3. Untuk meningkatkan pengabdian para anggota profesi.
Tujuan lain kode etik dapat juga berkaitan dengan peningkatan kegiatan pengabdian profesi, sehingga bagi para anggota profesi dapat dengan mudah mengetahui tugas dan tanggung jawab pengabdiannya dalam melaksanakan tugasnya. Oleh karena itu, kode etik merumuskan ketentuan-ketentuan yang perlu dilakukan para anggota profesi dalam menjalankan tugasnya.
4. Untuk meningkatkan mutu profesi.
Untuk meningkatkan mutu profesi, kode etik juga memuat norma-norma dan anjuran agar para anggota profesi selalu berusaha untuk meningkatkan mutu pengabdian para anggotanya.

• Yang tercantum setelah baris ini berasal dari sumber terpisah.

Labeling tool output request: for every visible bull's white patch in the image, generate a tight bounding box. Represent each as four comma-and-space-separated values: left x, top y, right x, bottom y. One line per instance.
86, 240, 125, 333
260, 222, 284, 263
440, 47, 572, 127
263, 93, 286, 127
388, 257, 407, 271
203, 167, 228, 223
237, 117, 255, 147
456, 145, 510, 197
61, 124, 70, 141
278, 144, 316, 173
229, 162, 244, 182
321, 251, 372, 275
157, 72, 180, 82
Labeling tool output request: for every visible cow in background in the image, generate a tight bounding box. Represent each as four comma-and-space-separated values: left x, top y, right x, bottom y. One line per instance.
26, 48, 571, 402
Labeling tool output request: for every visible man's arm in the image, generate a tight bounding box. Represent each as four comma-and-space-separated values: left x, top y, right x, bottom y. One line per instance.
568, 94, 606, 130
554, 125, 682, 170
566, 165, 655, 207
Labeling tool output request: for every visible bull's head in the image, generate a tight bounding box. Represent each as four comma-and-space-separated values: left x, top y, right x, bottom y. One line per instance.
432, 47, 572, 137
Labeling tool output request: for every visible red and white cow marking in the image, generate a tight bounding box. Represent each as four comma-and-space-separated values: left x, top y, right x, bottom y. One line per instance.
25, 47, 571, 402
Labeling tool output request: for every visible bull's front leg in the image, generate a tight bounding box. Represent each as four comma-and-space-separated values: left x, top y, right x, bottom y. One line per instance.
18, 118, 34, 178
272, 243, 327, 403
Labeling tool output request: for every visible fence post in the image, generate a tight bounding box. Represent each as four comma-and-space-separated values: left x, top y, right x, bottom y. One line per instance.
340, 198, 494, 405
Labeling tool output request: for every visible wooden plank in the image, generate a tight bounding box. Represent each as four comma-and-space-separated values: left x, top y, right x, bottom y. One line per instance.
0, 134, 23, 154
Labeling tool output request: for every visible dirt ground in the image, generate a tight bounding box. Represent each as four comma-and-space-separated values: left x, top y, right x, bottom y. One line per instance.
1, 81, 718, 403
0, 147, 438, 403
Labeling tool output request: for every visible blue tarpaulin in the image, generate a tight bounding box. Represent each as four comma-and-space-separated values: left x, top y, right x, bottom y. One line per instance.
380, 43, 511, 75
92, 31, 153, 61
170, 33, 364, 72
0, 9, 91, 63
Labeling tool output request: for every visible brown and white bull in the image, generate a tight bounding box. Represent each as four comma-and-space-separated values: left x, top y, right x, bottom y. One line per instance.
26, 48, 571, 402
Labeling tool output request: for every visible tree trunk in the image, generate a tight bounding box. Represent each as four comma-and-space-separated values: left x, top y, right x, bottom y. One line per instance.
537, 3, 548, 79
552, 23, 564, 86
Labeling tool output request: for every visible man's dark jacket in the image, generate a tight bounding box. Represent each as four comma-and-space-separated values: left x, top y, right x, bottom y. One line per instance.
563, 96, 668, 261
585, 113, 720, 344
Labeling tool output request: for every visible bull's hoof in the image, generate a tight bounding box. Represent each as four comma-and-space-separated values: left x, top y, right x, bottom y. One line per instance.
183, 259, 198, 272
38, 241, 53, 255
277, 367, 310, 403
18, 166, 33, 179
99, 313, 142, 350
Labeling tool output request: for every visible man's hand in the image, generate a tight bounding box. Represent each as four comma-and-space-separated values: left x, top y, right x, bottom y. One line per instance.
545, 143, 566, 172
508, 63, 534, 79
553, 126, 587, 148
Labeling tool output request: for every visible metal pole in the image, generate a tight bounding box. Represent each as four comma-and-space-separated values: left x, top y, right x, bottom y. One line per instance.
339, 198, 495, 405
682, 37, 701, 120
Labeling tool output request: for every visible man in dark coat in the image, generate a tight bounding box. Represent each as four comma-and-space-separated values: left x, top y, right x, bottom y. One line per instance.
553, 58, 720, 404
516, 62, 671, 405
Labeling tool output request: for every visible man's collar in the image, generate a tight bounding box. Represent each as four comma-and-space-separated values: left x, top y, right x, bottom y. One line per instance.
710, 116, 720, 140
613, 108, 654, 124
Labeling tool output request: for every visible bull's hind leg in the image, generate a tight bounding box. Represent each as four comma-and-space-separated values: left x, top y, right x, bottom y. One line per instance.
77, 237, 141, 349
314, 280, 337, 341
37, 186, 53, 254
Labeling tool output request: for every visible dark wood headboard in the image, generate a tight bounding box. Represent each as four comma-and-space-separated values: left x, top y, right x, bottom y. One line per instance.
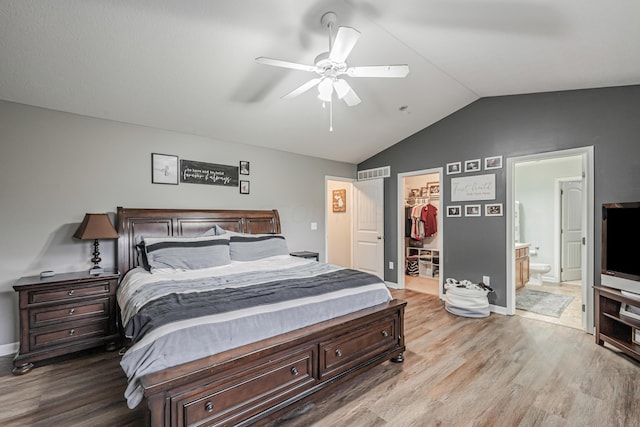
116, 207, 281, 276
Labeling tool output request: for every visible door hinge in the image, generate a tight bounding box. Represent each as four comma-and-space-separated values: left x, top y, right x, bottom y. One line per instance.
582, 237, 586, 245
582, 304, 585, 312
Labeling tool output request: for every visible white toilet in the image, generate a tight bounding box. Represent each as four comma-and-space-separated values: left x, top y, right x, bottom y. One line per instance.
528, 263, 551, 285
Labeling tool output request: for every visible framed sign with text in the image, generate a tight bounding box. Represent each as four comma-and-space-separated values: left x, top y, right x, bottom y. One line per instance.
180, 159, 239, 187
451, 174, 495, 201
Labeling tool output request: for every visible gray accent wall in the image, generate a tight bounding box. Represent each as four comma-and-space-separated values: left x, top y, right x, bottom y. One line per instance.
0, 100, 356, 349
359, 85, 640, 307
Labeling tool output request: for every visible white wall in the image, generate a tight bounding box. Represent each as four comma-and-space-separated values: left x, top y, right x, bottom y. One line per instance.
514, 156, 582, 280
0, 100, 356, 348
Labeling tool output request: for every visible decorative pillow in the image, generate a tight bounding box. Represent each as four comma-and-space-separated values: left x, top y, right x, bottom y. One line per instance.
229, 234, 289, 261
142, 235, 230, 271
135, 242, 151, 271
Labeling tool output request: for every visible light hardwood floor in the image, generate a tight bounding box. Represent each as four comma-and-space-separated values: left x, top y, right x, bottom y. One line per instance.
1, 289, 638, 426
405, 274, 440, 296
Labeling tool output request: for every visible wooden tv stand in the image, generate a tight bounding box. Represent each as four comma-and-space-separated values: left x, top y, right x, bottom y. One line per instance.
594, 285, 640, 363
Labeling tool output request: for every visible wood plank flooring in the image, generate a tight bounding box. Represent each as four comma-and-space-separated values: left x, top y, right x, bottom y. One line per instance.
1, 289, 638, 426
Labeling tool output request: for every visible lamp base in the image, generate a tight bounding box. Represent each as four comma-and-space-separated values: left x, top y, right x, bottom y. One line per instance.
89, 267, 104, 275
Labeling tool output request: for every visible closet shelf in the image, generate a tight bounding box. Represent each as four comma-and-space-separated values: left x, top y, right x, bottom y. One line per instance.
406, 247, 439, 278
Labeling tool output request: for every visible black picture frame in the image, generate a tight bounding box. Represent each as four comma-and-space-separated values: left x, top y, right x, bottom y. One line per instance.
151, 153, 179, 185
240, 161, 250, 175
240, 180, 250, 194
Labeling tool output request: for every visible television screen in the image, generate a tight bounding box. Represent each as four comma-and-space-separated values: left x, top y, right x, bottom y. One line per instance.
603, 203, 640, 281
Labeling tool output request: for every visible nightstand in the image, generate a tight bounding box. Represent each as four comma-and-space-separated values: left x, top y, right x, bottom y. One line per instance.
12, 270, 120, 375
290, 251, 319, 261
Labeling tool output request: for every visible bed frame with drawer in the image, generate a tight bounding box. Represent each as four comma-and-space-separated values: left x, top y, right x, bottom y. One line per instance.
117, 207, 406, 427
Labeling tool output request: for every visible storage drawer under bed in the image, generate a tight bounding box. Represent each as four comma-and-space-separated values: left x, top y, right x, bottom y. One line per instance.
172, 346, 318, 427
319, 315, 398, 380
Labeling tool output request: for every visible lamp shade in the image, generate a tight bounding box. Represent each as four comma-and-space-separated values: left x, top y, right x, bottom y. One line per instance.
73, 213, 119, 240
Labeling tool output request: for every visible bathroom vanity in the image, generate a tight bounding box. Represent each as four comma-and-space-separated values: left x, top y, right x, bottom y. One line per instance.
515, 243, 530, 289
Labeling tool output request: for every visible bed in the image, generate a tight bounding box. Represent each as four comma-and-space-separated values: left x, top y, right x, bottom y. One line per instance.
116, 207, 406, 426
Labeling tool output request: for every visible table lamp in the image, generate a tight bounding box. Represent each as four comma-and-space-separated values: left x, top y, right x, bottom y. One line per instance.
73, 213, 119, 275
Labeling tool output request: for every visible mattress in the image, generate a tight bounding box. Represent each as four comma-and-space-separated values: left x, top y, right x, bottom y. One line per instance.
117, 255, 392, 408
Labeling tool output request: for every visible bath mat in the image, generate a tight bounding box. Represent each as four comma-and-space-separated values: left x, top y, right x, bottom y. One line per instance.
516, 289, 574, 318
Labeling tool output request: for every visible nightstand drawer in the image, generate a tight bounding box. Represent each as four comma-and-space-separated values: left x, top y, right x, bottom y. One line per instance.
30, 298, 109, 328
29, 282, 111, 304
30, 319, 109, 350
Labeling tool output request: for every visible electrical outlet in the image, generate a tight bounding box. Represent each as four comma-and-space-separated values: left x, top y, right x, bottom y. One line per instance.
482, 275, 490, 286
389, 261, 394, 270
310, 222, 317, 230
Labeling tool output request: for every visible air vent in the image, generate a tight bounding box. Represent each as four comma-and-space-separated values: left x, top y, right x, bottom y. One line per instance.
358, 166, 390, 181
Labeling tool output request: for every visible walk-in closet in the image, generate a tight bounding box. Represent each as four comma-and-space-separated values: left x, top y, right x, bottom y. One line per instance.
403, 172, 441, 296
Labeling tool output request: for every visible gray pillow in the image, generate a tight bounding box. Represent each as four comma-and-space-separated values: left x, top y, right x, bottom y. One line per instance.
142, 235, 230, 271
229, 234, 289, 261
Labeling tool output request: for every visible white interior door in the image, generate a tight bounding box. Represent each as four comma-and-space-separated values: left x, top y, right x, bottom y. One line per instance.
561, 180, 583, 282
353, 179, 384, 279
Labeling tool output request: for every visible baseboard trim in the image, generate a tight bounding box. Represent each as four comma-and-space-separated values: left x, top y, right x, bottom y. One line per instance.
490, 304, 508, 316
0, 342, 18, 357
385, 281, 400, 289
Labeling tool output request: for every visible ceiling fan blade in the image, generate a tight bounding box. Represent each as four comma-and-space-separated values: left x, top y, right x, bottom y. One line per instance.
345, 65, 409, 78
282, 78, 322, 99
255, 57, 317, 73
333, 79, 361, 106
329, 27, 361, 63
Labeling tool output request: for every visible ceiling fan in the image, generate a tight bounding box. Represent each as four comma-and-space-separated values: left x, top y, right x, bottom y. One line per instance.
255, 12, 409, 130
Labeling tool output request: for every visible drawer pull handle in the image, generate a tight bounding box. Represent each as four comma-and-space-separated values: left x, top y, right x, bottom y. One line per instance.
291, 367, 299, 376
69, 308, 75, 315
205, 401, 214, 413
381, 330, 389, 337
69, 329, 75, 336
335, 349, 342, 357
68, 289, 74, 296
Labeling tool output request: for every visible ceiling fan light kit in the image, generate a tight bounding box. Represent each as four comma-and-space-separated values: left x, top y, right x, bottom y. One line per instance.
256, 11, 409, 131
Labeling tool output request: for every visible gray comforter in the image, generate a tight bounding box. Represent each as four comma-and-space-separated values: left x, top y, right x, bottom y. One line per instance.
118, 256, 392, 408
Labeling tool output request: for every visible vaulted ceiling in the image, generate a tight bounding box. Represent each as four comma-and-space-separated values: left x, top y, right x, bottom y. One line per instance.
1, 1, 639, 163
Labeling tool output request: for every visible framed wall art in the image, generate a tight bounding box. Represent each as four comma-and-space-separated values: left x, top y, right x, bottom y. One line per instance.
447, 206, 461, 217
484, 155, 503, 170
180, 159, 239, 186
240, 161, 250, 175
332, 189, 346, 212
465, 204, 481, 217
451, 174, 496, 201
151, 153, 179, 185
464, 159, 481, 172
446, 161, 462, 175
240, 180, 250, 194
485, 203, 503, 216
428, 182, 440, 197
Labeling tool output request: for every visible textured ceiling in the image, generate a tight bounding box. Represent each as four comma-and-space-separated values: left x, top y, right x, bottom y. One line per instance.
1, 0, 639, 163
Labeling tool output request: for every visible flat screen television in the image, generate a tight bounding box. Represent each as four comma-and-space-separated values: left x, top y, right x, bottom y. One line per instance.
601, 202, 640, 296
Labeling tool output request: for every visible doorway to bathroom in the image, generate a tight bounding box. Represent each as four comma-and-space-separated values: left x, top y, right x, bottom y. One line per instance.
396, 168, 443, 298
506, 147, 594, 333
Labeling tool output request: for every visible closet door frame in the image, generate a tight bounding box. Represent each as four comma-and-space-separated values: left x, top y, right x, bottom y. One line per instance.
396, 167, 444, 299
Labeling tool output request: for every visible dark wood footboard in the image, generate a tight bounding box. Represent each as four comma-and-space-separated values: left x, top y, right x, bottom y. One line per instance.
141, 299, 406, 427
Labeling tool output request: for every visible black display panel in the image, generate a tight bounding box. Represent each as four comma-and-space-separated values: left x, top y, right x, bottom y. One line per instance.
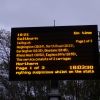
10, 25, 99, 80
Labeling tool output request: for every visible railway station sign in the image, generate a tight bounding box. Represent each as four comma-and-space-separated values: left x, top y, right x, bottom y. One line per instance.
10, 25, 99, 80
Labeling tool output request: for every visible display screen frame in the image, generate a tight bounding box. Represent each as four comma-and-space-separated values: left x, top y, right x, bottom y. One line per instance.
10, 25, 99, 80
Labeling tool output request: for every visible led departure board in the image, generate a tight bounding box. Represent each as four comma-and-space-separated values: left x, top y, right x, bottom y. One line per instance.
10, 25, 99, 80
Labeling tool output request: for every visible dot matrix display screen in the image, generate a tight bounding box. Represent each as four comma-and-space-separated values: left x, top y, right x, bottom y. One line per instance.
10, 25, 99, 80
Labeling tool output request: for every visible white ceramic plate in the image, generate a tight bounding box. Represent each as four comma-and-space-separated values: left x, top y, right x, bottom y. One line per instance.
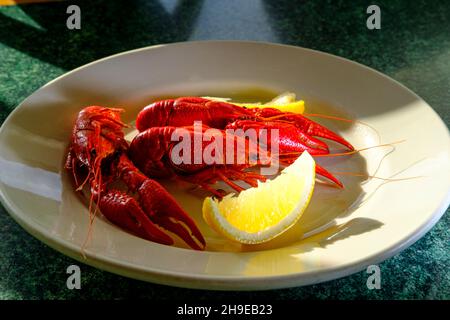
0, 41, 449, 290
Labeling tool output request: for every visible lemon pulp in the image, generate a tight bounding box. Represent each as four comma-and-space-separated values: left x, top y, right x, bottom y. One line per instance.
202, 151, 316, 244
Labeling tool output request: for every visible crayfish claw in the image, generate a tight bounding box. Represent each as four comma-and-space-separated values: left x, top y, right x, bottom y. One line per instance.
305, 120, 354, 151
151, 214, 206, 251
138, 179, 206, 250
98, 190, 174, 245
315, 164, 344, 188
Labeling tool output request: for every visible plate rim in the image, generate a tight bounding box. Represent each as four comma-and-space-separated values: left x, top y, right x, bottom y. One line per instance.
0, 40, 449, 290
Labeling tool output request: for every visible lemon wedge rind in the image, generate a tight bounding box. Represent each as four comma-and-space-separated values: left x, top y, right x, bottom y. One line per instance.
202, 152, 316, 244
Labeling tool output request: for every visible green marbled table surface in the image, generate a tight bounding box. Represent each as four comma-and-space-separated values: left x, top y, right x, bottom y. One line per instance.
0, 0, 448, 299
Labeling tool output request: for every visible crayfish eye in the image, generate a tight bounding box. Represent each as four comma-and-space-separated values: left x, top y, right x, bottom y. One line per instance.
90, 148, 96, 156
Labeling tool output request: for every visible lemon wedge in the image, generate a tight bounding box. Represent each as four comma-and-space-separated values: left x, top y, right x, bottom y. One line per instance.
202, 151, 315, 244
236, 92, 305, 114
237, 100, 305, 114
203, 92, 305, 114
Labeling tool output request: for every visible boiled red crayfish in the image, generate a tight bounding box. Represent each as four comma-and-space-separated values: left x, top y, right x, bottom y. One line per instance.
131, 97, 353, 190
136, 97, 353, 151
66, 97, 355, 250
65, 106, 205, 250
129, 123, 270, 197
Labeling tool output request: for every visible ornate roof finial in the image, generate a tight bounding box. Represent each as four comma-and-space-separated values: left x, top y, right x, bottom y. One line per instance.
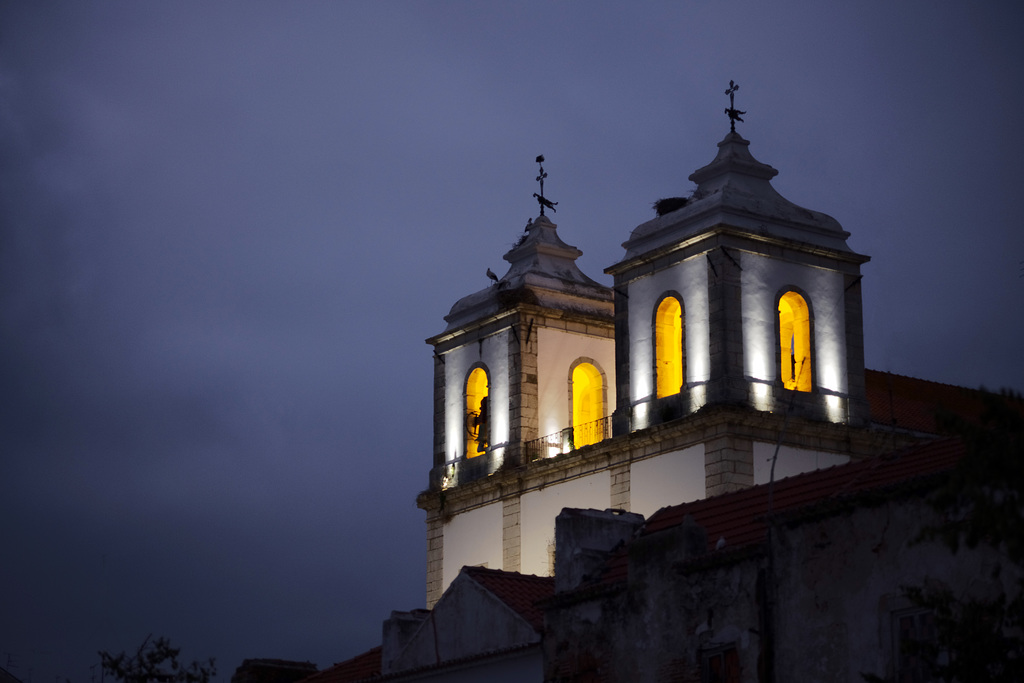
533, 154, 558, 216
724, 80, 745, 133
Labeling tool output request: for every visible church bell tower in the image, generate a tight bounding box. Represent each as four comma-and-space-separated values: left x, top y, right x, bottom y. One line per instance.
419, 86, 875, 607
607, 85, 870, 431
422, 159, 614, 603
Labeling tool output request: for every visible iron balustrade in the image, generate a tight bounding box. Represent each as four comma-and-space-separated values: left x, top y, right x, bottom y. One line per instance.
431, 415, 614, 490
525, 415, 613, 462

5. Untuk meningkatkan mutu organisasi profesi
Untuk meningkatkan mutu organisasi profesi, maka diwajibkan kepada setiap anggota untuk secara aktif berpartisipasi dalam membina organisasi profesi dan kegiatan-kegiatan yang dirancang organisasi.
C. Fungsi Kode Etik Guru
Pada dasarnya kode etik memiliki fungsi ganda yaitu sebagai perlindungan dan pengembangan bagi profesi. Fungsi seperti itu sama seperti apa yang dikemukakan oleh
- Gibson dan Michel (1945 : 449) yang lebih mementingkan pada kode etik sebagai pedoman pelaksanaan tugas prosefional dan pedoman bagi masyarakat sebagai seorang professional.
- Biggs dan Blocher ( 1986 : 10) mengemukakan tiga fungsi kode etik yaitu : (1). Melindungi suatu profesi dari campur tangan pemerintah. (2). Mencegah terjadinya pertentangan internal dalam suatu profesi. (3). Melindungi para praktisi dari kesalahan praktik suatu profesi.
- Oteng Sutisna (1986 : 364) bahwa pentingnya kode etik guru dengan teman kerjanya difungsikan sebagai penghubung serta saling mendukung dalam bidang mensukseskan misi dalam mendidik peserta didik.
- Sutan Zahri dan Syahmiar Syahrun (1992) mengemukakan empat fungsi kode etik guru bagi guru itu sendiri, antara lain :
- Agar guru terhindar dari penyimpangan tugas yang menjadi tanggung jawabnya.
- Untuk mengatur hubungan guru dengan murid, teman sekerja, masyarakat dan pemerintah.
- Sebagai pegangan dan pedoman tingkah laku guru agar lebih bertanggung jawab pada profesinya.
- Pemberi arah dan petunjuk yang benar kepada mereka yang menggunakan profesinya dalam melaksanakan tugas.
Ketaatan guru pada Kode Etik akan mendorong mereka berperilaku sesuai dengan norma- norma yang dibolehkan dan menghindari norma-norma yang dilarang oleh etika profesi yang ditetapkan oleh organisasi atau asosiasi profesinya selama menjalankan tugas-tugas profesional dan kehidupan sebagai warga negara dan anggota masyarakat. Dengan demikian, aktualisasi diri guru dalam melaksanakan proses pendidikan dan pembelajaran secara profesional, bermartabat, dan beretika akan terwujud.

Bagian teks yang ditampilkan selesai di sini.